My first real introduction to the female reproductive herb, shatavari, known as the “Women with a Hundred Husbands,” was in the back waters of Kerala—in the south of India—during the late 80s.
I was visiting one of the last remaining Nampoothiri tribes still living in their traditional pre-colonial ways.
The Ayurvedic clinic in the village was famous throughout the region, and all of the writings, herbal formulas, and knowledge were inscribed on palm leaves.
Their village was impossible to get to without a boat and many miles from any civilization. We were told we rented the only motorboat in the region. Without it, the journey would have taken days to row.
In the Nampoothiri village, a handful of elders still lived in tiny wooden huts. The elders had become severely kyphotic (hunched over) from going in and out of such small huts. The elder women of the tribe were still dressed in traditional pre-colonial garb, which was topless. This was a shocking scene in India—a culture that greatly values modesty.
The Nampoothiri were unwilling to conform to British rule, finding safe haven in the mostly inaccessible back waters of Kerala. What a rare and special treat it was to visit this Ayurvedic village!
When the Ayurvedic vaidyas and nurses found out that my wife was pregnant, they enthusiastically made sure I had enough shatavari (Asparagus racemosus) to bring back to her. They gave it to me in powder form, the root, and pressed pills. They even gave me a wine made from shatavari root and kept forcing me to drink more!

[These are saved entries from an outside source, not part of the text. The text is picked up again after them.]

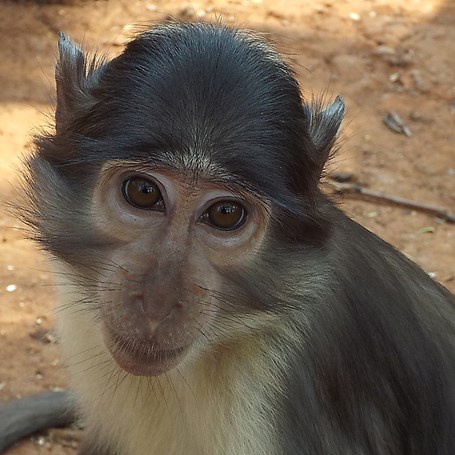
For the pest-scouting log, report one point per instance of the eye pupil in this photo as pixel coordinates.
(226, 215)
(142, 193)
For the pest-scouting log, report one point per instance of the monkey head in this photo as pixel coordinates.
(173, 163)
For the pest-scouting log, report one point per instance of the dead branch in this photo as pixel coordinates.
(353, 188)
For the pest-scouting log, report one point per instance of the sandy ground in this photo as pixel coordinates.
(379, 55)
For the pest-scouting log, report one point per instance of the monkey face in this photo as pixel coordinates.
(172, 239)
(180, 162)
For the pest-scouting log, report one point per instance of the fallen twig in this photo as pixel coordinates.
(354, 188)
(393, 121)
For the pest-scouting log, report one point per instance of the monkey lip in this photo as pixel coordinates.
(143, 358)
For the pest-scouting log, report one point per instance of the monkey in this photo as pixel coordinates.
(212, 299)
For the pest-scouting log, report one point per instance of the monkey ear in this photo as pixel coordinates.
(323, 126)
(70, 76)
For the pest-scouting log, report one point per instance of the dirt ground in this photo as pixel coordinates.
(382, 56)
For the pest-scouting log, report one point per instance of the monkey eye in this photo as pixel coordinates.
(142, 193)
(225, 215)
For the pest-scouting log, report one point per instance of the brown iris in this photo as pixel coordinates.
(142, 193)
(225, 215)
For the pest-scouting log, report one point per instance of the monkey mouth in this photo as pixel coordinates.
(142, 357)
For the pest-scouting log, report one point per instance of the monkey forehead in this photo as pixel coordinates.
(200, 92)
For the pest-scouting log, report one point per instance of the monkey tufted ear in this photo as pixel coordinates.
(70, 76)
(323, 126)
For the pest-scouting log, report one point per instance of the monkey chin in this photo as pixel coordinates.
(143, 358)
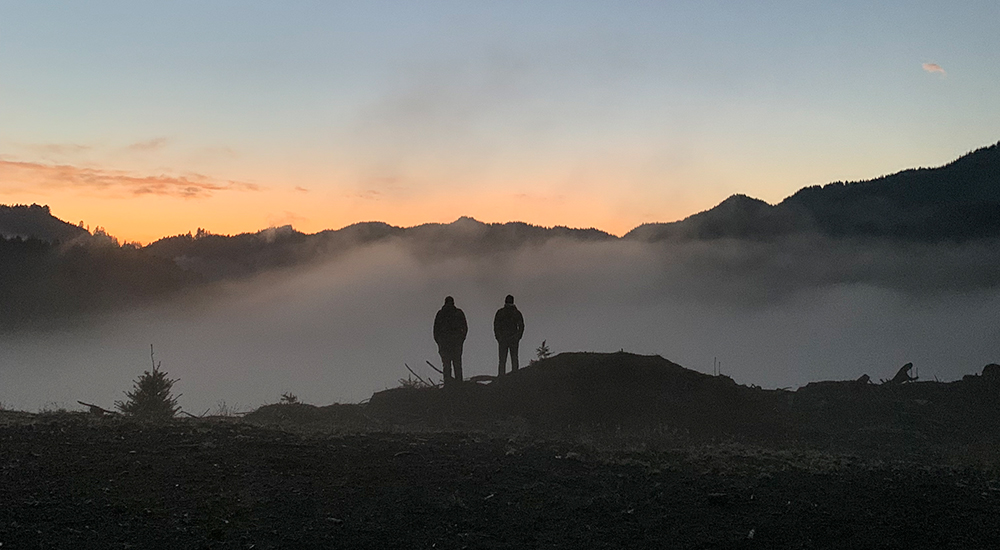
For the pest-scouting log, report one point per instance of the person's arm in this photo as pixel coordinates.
(496, 324)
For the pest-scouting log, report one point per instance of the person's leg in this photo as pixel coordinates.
(458, 364)
(502, 346)
(446, 365)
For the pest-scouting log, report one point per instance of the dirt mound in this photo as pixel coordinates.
(627, 389)
(583, 388)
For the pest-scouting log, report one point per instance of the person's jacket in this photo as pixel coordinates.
(450, 327)
(508, 324)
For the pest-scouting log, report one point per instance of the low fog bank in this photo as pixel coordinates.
(775, 315)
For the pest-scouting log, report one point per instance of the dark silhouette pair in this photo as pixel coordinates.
(451, 328)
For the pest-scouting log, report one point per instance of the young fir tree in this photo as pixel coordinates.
(150, 398)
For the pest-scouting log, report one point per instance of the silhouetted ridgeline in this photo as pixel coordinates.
(36, 222)
(956, 202)
(51, 270)
(222, 257)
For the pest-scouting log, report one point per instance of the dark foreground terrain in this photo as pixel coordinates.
(683, 461)
(71, 481)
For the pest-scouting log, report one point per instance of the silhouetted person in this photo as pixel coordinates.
(450, 329)
(508, 327)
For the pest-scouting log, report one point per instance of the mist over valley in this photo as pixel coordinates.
(333, 317)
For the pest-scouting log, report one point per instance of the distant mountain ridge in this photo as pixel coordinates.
(36, 222)
(955, 202)
(52, 271)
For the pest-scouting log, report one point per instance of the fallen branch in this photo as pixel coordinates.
(97, 410)
(424, 382)
(439, 371)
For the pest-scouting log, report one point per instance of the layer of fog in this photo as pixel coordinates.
(773, 315)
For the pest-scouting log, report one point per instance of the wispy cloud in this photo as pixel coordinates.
(149, 145)
(62, 176)
(933, 68)
(48, 149)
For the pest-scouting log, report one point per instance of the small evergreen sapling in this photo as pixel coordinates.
(543, 351)
(150, 398)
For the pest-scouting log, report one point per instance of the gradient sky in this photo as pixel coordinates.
(155, 118)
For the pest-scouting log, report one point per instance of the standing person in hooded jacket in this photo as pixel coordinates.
(508, 327)
(450, 329)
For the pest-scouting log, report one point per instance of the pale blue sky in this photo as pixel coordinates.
(604, 114)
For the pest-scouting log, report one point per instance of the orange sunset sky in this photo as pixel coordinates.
(154, 120)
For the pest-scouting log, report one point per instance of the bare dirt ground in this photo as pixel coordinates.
(74, 481)
(578, 451)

They were emphatic that shatavari was the one herb that would carry a women throughout their entire reproductive life. They suggested I give it to my daughters at the onset of puberty to help them start menstruating without any problems. They suggested the use of it before, during, and after pregnancies, as well as before, during, and after menopause. It was suggested to be used at the first sign of any menses-related concerns.
Note: While this was the traditional use for shatavari, I always suggest that women stop taking all herbs once they become pregnant. It is always best to let the pregnancy itself restore health and well-being first, before administering additional supplements—prenatal vitamins excluded.

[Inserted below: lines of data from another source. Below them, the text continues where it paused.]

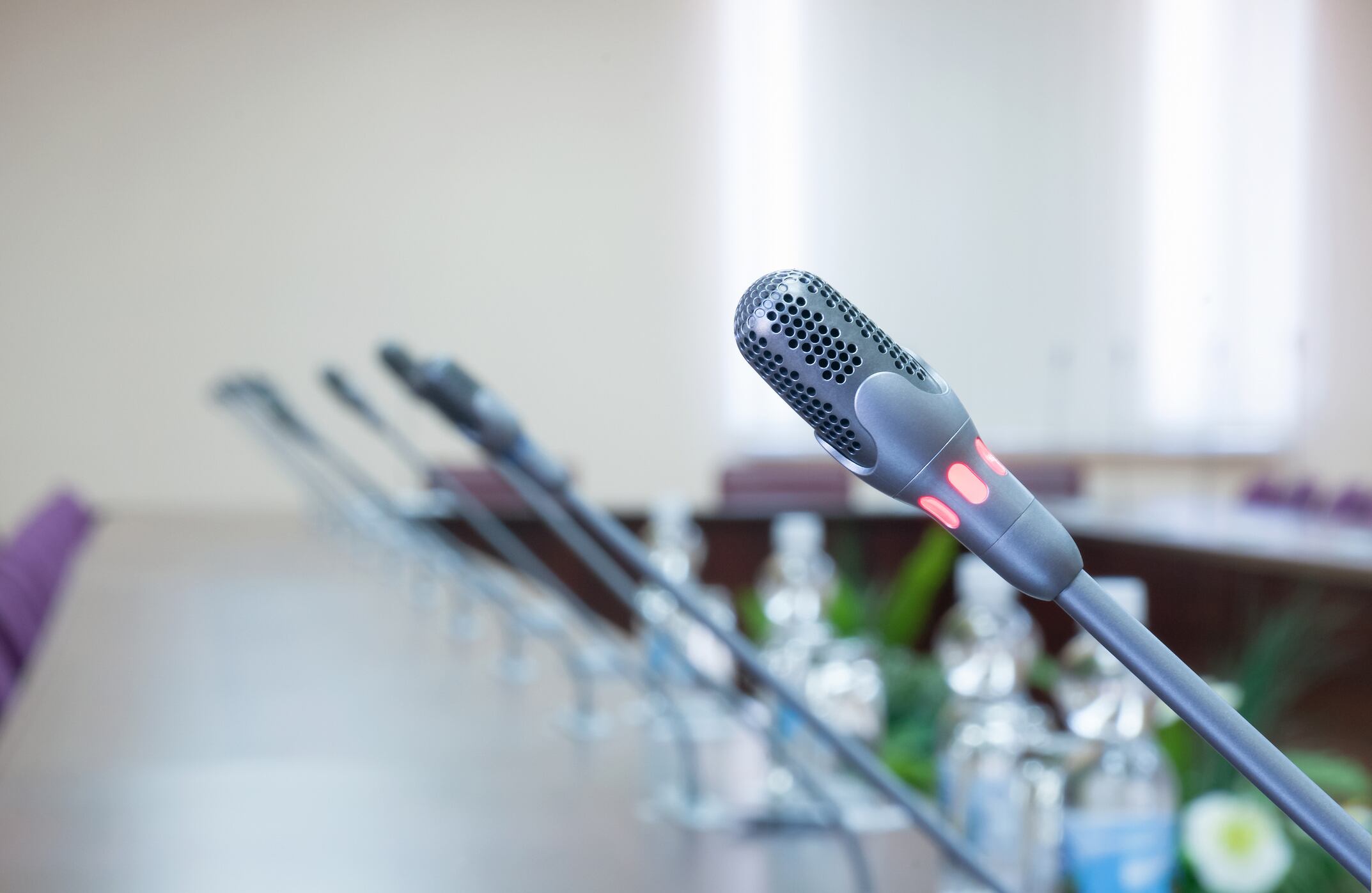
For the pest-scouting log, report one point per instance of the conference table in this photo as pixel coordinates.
(243, 704)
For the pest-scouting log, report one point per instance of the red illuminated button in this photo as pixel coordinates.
(990, 458)
(940, 512)
(965, 481)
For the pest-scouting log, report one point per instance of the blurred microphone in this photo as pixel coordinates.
(889, 419)
(492, 424)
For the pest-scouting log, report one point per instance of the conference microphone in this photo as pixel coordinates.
(485, 419)
(887, 416)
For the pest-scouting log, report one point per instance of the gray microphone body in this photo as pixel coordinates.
(889, 419)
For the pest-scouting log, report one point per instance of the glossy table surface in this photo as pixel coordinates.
(239, 704)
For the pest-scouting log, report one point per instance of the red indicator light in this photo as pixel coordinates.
(990, 458)
(965, 481)
(940, 512)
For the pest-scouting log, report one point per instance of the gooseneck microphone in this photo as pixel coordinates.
(483, 417)
(520, 557)
(889, 419)
(277, 419)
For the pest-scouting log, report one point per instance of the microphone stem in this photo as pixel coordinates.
(545, 504)
(858, 756)
(1220, 725)
(518, 555)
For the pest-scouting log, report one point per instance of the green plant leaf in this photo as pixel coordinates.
(1342, 778)
(917, 585)
(1045, 674)
(752, 619)
(848, 611)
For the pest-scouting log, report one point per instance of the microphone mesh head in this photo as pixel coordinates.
(815, 349)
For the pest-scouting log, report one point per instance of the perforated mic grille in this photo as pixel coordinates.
(814, 349)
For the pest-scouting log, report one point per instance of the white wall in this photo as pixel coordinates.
(196, 189)
(536, 189)
(1338, 437)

Shatavari translates to “100 Spouses,” denoting its ability to increase fertility and vitality. It is considered both a general tonic and a female reproductive tonic In Ayurveda. This amazing herb is known as the “Queen of Herbs,” because it promotes love and devotion.
Shatavari is also considered a rasayana or longevity tonic against aging. As a rasayana, it was traditionally used to lessen the effects of aging, increase longevity, impart immunity, boost mental function, add vigor and vitality to the body, support reproductive strength, and it is also used to support nervous system, digestive, liver, and respiratory concerns. (3)
Studies on shatavari show it boosts sex drive in both men and women, while also combating vaginal dryness and balancing menstrual concerns. (2)
In one study, shatavari was shown to enhance physical stamina and endurance, as well as increase the weight of fatigued adrenal glands after exercise stress, suggesting its adaptogenic support for adrenal health. Taking the stress off of the adrenals allows shatavari to effectively play its role as a reproductive tonic. (3)
Depleted adrenals will classically usurp the reproductive hormone, progesterone, to help the adrenals manufacture more stress hormones. Progesterone is a direct precursor to cortisol, which is commonly depleted as a result of long-term stress. Shatavari also precursors the replenishment and production of progesterone.
This herb balances the production of adrenal cortisol, making it a natural adaptogen. (4) Shatavari contains steroid saponins such as sarsaponin, protodioscin, and diosgenin, which are the most likely estrogenic components extracted from asparagus roots. These compounds in particular, diosgenin also act as a precursor of progesterone and increase secretion of this hormone.
In one study, shatavari as a reproductive tonic boosted the production of Gonadotropin-releasing hormone (GnRH), follicle-stimulating hormone (FSH), luteinizing hormone (LH), estrogen, and progesterone hormones. (4)
Shatavari has been over-simplified to be only estrogenic, but clearly, it acts as Ayurveda predicted—as a powerful reproductive tonic.